The need for a strong balance sheet is a reflection of the volatility that has plagued global commodity markets since 2008. Whether it is due to increased global demand for commodities or a limited supply due to drought, Tyson Foods is focused on liquidity.


Speaking this past May at the BMO Capital Markets Farm to Market Conference, Donnie Smith, president and chief executive officer, said the Springdale, Ark.-based company must maintain a lot of liquidity to work through the volatile commodity markets. He added that the company needed to remain flexible in order to invest in capital expenditures on the current business in order to improve efficiencies. He added that a strong balance sheet also opens the door to acquisitions, but noted that Tyson Foods is “not at a point to where we have to acquire to grow.”

Debt reduction has been a goal and Tyson Foods has reduced its debt from a net debt ratio of about 55% at the beginning of 2002 to 20.5% at the end of fiscal 2011. Mr. Smith said the situation puts the company in a better position to respond to changing fundamentals in the animal protein sector, even in times of challenging market dynamics.

Product innovation is also a key to company growth. Management has made it a priority to create new products for new channels and new product categories. Areas of interest include convenience stores, where Mr. Smith said in May that there is less than a 5% chance a customer will walk out of a convenience store with a Tyson product.

“That’s a huge opportunity for us,” he said, and added that the company is eager to penetrate alternative retail channels such as drug stores, dollar stores and even small, regional grocery chains.

With regards to international growth, Tyson Foods is cultivating new markets taking the long view by establishing production.
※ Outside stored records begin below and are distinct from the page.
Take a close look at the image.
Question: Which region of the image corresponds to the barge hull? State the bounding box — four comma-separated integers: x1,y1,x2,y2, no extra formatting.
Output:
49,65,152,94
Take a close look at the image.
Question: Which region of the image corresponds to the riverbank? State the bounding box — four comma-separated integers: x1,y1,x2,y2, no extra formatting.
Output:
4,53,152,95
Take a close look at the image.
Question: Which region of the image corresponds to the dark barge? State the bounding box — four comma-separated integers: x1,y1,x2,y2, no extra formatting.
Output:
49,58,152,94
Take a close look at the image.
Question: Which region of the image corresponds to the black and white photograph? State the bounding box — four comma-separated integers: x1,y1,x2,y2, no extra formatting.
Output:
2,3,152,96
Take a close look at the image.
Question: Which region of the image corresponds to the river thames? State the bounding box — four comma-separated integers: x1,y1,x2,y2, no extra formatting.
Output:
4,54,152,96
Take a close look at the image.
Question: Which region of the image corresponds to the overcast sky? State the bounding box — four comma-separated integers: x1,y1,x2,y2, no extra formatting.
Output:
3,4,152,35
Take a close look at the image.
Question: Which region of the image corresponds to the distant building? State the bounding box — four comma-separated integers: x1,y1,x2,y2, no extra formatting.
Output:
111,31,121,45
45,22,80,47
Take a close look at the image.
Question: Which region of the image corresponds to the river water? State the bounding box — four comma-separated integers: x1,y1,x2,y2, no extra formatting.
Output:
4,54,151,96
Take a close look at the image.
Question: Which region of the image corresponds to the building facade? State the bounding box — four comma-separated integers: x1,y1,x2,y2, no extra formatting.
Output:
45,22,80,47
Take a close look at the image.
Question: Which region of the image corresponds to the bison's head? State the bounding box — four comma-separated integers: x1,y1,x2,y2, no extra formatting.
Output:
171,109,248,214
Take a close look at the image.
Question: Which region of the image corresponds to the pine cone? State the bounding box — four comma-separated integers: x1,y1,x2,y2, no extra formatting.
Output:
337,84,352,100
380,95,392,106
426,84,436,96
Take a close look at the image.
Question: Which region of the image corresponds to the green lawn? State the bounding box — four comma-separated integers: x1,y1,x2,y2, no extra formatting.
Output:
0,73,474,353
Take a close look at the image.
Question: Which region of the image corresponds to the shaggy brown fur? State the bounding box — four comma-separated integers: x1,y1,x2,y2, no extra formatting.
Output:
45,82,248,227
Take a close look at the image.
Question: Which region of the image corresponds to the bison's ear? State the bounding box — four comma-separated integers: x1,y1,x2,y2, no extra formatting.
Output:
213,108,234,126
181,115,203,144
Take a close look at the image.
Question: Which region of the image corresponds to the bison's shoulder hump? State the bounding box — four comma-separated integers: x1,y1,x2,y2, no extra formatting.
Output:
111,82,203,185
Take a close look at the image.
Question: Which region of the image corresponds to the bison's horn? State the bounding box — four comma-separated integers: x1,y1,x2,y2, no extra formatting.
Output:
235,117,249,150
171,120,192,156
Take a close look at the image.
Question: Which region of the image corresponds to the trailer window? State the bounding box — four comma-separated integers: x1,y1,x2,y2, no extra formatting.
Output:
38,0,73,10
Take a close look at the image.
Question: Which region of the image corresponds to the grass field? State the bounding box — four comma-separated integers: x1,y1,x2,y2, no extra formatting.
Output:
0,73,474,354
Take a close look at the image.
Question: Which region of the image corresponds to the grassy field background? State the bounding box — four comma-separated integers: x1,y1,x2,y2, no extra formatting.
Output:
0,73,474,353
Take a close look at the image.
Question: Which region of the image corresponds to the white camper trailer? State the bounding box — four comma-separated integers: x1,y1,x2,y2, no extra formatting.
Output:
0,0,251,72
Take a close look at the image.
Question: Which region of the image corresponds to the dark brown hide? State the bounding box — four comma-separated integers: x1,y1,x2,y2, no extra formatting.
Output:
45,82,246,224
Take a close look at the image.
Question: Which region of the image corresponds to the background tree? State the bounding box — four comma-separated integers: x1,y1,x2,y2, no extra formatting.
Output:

By 2014, the company anticipates having three million birds under its control in China; two million birds in Brazil; and 500,000 birds in India. The company is currently processing approximately 2.7 million birds per week in Mexico.

In early August, Tyson Foods announced its financial results for the first nine months of fiscal 2012. Net income during the period equaled $398 million, equal to $1.07 per share on the common stock, and a decline compared with the same period during fiscal 2011 when the company earned $635 million, or $1.71 per share. The 2012 results were affected by a pre-tax charge of $167 million related to an early extinguishment of debt charge.

Sales for the first nine months of fiscal 2012 were $24,905 million, which compared with $23,862 million for 2011.

“Grain costs have been increasing significantly and rapidly, largely the result of the on-going U.S. drought,” Mr. Smith said on Aug. 6. “While we ultimately expect to pass along rising input costs, these costs, coupled with continued soft demand are likely to pressure earnings in 2013.”